Um conflito envolvendo o Irã está prestes a provocar um grave retrocesso socioeconômico, levando mais de 30 milhões de indivíduos de volta à condição de pobreza. A projeção foi apresentada nesta quinta-feira (23) por Alexander De Croo, chefe de Desenvolvimento da Organização das Nações Unidas (ONU), que apontou as interrupções no fornecimento de combustível e fertilizantes como os principais catalisadores dessa crise iminente.
De Croo, que também atua como administrador do Programa das Nações Unidas para o Desenvolvimento (Pnud) e já foi primeiro-ministro da Bélgica, detalhou em entrevista à agência Reuters que a escassez de fertilizantes já resultou em uma diminuição da produtividade agrícola. Essa situação foi agravada significativamente pelo bloqueio de navios de carga no estratégico Estreito de Ormuz. Ele antecipa que esses fatores terão um impacto ainda mais severo na produção agrícola ao longo do ano corrente.

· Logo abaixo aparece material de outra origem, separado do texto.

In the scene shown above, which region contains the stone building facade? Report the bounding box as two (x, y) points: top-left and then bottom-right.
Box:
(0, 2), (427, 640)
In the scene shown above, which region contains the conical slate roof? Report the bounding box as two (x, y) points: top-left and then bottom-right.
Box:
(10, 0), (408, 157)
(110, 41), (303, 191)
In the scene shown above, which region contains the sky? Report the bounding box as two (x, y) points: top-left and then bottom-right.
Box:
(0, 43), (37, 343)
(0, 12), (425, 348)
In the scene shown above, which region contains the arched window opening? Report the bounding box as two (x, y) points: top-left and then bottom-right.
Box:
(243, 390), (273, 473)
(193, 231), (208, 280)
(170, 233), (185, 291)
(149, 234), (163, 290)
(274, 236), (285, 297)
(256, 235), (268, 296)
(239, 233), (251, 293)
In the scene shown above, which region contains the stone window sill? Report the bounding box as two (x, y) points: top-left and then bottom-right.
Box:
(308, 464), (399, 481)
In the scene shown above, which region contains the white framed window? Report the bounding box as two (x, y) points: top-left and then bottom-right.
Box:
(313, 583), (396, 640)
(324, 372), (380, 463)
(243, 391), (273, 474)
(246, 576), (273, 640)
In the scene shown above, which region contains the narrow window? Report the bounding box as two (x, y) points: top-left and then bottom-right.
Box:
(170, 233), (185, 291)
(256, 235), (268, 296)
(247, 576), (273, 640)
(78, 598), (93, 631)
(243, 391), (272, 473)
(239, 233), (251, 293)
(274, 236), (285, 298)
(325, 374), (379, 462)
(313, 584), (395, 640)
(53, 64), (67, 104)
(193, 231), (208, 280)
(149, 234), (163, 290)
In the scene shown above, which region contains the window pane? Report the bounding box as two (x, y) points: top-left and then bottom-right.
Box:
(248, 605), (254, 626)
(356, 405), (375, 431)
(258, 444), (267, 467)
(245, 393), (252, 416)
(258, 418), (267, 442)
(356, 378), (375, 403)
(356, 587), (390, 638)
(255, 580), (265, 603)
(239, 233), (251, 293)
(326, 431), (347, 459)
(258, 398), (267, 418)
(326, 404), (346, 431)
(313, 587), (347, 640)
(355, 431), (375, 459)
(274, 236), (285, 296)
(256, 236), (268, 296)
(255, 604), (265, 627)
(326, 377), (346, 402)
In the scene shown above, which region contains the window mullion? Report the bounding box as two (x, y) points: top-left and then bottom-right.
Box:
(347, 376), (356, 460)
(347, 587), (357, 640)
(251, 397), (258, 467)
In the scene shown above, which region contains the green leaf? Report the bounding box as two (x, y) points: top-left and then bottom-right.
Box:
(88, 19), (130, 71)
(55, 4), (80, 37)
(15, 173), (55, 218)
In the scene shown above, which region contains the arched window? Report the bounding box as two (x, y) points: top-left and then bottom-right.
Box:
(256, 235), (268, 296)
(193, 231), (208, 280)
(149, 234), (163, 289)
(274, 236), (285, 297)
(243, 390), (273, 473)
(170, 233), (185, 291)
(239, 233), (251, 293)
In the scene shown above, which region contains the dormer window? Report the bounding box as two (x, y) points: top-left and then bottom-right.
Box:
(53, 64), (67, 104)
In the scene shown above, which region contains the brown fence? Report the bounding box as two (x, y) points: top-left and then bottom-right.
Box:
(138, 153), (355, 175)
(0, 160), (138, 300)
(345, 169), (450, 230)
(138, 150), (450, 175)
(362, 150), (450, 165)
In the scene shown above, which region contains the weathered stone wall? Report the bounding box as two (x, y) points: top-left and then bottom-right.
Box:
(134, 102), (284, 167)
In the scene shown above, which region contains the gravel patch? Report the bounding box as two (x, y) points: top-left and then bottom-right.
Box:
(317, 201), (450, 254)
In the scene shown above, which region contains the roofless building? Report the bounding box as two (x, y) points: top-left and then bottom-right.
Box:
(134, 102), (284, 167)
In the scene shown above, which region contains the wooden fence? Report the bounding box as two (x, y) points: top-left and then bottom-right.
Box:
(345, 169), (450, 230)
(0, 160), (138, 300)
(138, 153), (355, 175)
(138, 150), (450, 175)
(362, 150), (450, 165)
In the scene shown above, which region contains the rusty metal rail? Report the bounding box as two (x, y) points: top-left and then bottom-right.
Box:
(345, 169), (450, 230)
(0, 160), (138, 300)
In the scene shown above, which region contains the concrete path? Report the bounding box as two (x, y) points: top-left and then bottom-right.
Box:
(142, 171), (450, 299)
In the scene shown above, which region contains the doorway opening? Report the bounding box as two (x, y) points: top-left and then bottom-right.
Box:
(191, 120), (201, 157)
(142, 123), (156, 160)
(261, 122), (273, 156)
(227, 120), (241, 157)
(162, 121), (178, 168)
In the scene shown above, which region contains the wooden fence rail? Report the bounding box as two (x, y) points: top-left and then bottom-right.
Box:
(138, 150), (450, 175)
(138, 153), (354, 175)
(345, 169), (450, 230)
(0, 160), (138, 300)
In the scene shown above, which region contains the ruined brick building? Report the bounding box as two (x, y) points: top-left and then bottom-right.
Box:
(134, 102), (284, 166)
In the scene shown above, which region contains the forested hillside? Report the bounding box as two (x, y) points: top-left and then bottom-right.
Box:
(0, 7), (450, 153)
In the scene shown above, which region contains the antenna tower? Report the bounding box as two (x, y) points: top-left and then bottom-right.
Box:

"A insegurança alimentar atingirá seu nível máximo em alguns meses, e não há muito que se possa fazer a respeito", disse ele, listando outras consequências da crise, como a escassez de energia e a queda das remessas.
O representante da ONU enfatizou que os impactos negativos desse conflito já são uma realidade e continuarão a empurrar milhões de pessoas para a vulnerabilidade econômica, mesmo que as hostilidades cessem imediatamente.
"Mesmo que a guerra parasse amanhã, esses efeitos já estão presentes e empurrarão mais de 30 milhões de pessoas de volta à pobreza", completou.
A região do Oriente Médio é uma das maiores produtoras de fertilizantes do mundo, e uma parcela considerável, cerca de um terço de todo o suprimento global, é transportada através do Estreito de Ormuz. Esta passagem marítima vital é atualmente um ponto de tensão, com Irã e Estados Unidos disputando o controle.
Neste mês, instituições financeiras e humanitárias de renome global, incluindo o Banco Mundial, o Fundo Monetário Internacional e o Programa Mundial de Alimentos da ONU, emitiram alertas conjuntos. Eles advertem que o conflito elevará ainda mais os preços dos alimentos, impondo uma carga adicional às populações já em situação de maior fragilidade ao redor do globo.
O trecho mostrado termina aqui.